Ich möchte das Buch nicht an Zielen messen, die der Autor gar nicht verfolgt hat. Es ging Gunther Hirschfelder um einen kulturgeschichtlichen Überblick über die Ernährung in Europa, der in der vorliegenden Form sein Publikum wohl eher in interessierten Laienkreisen finden wird. Diese sind gut bedient mit einer Darstellung, die mit einer Fülle an anschaulich aufbereiteten ernährungsgeschichtlichen Fakten aufwartet. Der weite Bogen, den der Autor spannt, vermittelt die über Jahrhunderte andauernde Abhängigkeit der Menschen in Europa von den Unbilden der Natur sowie die Präsenz sozialer Unterschiede auf dem Esstisch. Deutlich werden auch die Auswirkungen desjenigen Umbruchs, den die Industrialisierung mit ihrer Hinwendung zur Massenproduktion von Nahrungsmitteln, mit neuen Konservierungstechniken und dem Aufkommen industriell hergestellter Fertigprodukte, um hier nur einiges zu nennen, mit sich brachte.

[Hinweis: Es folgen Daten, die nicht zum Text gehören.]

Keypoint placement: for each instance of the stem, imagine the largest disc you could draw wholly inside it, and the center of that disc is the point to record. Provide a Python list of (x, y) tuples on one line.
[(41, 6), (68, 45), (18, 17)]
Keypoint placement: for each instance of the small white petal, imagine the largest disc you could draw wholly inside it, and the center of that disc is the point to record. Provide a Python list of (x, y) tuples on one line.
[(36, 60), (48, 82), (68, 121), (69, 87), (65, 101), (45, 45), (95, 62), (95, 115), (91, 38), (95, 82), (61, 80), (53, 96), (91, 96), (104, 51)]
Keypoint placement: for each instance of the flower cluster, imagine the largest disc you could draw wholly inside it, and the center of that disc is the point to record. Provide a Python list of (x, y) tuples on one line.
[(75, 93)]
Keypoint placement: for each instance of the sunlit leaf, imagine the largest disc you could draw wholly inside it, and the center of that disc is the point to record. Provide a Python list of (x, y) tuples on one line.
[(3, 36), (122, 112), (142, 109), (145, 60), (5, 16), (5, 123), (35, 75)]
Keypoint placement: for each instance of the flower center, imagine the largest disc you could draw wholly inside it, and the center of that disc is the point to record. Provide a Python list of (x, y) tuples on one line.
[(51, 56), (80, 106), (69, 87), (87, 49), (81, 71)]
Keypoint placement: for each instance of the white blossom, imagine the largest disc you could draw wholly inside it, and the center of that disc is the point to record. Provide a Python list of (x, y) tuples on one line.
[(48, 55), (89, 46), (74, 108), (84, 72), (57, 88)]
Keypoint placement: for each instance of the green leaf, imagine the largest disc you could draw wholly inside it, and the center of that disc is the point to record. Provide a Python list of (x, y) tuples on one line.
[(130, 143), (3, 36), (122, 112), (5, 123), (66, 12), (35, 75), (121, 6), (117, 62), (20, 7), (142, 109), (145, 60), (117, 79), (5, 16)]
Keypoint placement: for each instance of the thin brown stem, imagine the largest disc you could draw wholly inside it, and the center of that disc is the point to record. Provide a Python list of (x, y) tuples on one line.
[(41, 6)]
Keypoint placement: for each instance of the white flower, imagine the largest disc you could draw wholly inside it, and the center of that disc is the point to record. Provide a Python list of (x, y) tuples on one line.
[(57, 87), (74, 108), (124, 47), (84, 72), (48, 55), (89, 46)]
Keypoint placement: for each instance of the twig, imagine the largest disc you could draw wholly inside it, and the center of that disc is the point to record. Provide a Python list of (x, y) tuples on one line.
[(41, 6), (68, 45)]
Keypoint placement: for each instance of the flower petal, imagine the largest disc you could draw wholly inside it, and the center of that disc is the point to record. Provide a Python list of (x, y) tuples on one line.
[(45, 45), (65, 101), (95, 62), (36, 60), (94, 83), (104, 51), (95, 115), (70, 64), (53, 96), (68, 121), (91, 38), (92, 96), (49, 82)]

Eine Geschichte der Europäischen Esskultur hat Gunther Hirschfelder nicht vorgelegt, und dies nicht nur aufgrund der Tatsache, dass das Gros seiner Beispiele aus dem deutschsprachigen, oft dazu noch rheinischen Raum oder aber aus England als dem zweiten Forschungsschwerpunkt des Autors stammt. Eine Kulturgeschichte der Ernährung in Europa müsste im Unterschied zum vorliegenden Buch mit der Pluralität von Esskulturen argumentieren, neben den Gemeinsamkeiten auch die Differenzen in ihrem historischen Wandel und ihren kulturellen Hintergründen systematisch diskutieren. Denn die europäischen Esskulturen zeichneten sich über Jahrhunderte eben durch ihre Vielfalt und nicht durch diejenige - partielle - Gleichförmigkeit aus, die erst die Moderne in der Folge industrieller Massenproduktion und überregionaler Vermarktung mit sich brachte. Ein derartiges Projekt allerdings erforderte wohl ein international und interdisziplinär zusammengesetztes Autorenkollektiv - und mehr als 327 Druckseiten.